A surprising counter-example to Kent’s petulant resignation came from Director of National Intelligence Tulsi Gabbard, who shares Kent’s skepticism about Middle Eastern wars (minus the anti-Semitism) and who found herself out in the cold during high-level meetings on President Trump’s Iran strikes last summer. Gabbard’s anti-war position is so well-established that her 2020 presidential campaign sold “No War with Iran” t-shirts. Despite a similar position to Kent, Gabbard chose to issue a statement not resigning in protest but rather endorsing President Trump’s right to make the decision.

“Donald Trump was overwhelmingly elected by the American people to be our President and Commander in Chief,” Gabbard wrote. “As our Commander in Chief, he is responsible for determining what is and is not an imminent threat, and whether or not to take action he deems necessary to protect the safety and security of our troops, the American people and our country.”

Under President Trump’s leadership, the U.S. military has gone a long way towards neutralizing any threat from the Iranian regime. It remains to be seen whether the Iranian regime will have anyone left to claim the mantle of leadership by the end of March. At the risk of severe understatement, America’s war with Iran is certainly not lost yet.
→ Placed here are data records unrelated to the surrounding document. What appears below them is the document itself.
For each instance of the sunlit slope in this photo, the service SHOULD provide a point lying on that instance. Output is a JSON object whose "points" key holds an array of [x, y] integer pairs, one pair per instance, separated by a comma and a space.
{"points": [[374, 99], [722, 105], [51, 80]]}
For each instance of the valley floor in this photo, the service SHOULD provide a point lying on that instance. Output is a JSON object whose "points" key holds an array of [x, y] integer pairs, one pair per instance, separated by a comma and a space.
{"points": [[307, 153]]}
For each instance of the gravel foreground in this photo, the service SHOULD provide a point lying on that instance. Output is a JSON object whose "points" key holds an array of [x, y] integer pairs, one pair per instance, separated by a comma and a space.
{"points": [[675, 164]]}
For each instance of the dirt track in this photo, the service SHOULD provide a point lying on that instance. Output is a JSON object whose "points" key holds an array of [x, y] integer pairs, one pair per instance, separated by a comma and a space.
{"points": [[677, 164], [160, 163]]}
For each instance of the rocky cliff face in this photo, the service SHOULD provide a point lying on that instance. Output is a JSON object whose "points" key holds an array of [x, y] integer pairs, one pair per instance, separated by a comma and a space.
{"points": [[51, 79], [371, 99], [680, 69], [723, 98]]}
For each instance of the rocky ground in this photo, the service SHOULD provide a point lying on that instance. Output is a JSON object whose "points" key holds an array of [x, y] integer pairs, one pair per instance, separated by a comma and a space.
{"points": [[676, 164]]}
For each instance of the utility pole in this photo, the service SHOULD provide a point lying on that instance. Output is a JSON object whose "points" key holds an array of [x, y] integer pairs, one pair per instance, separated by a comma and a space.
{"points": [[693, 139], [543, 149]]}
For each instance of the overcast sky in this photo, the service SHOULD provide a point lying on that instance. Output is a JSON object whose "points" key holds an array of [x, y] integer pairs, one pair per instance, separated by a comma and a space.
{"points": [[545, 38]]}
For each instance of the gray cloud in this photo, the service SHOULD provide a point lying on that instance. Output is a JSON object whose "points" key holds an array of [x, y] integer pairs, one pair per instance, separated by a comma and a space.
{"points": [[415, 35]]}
But it appears that Joe Kent and like-minded skeptics of American power overseas would like it to be. “I pray that you will reflect upon what we are doing in Iran, and who we are doing it for,” Kent concluded his resignation letter to Trump. “The time for bold action is now. You can reverse course and chart a new path for our nation, or you can allow us to slip further toward decline and chaos. You hold the cards.”

Now is the time for bold action, and President Trump has chosen to take that bold action by knocking out the world’s foremost sponsor of anti-American terrorism. To lose heart and turn back with the job half done will only embolden the Iranian regime and America’s other adversaries with good reason to believe that America never has the will to follow through on a victory.

Patriots understand this, but some would-be patriots are so blinded by anti-Semitic hatred that their wish to put the Jews last overcomes their wish to put America First.

“None of [his letter] is especially persuasive — that is, unless you don’t need any persuading to assume the worst of Israel and its American puppets,” Rothman concluded. “The letter is so clearly influenced by addled thinking informed by anti-Israel biases that it’s reasonable to conclude that Americans are better off without Joe Kent as the nation’s anti-terrorism czar.”

Joshua Arnold is a senior writer at The Washington Stand.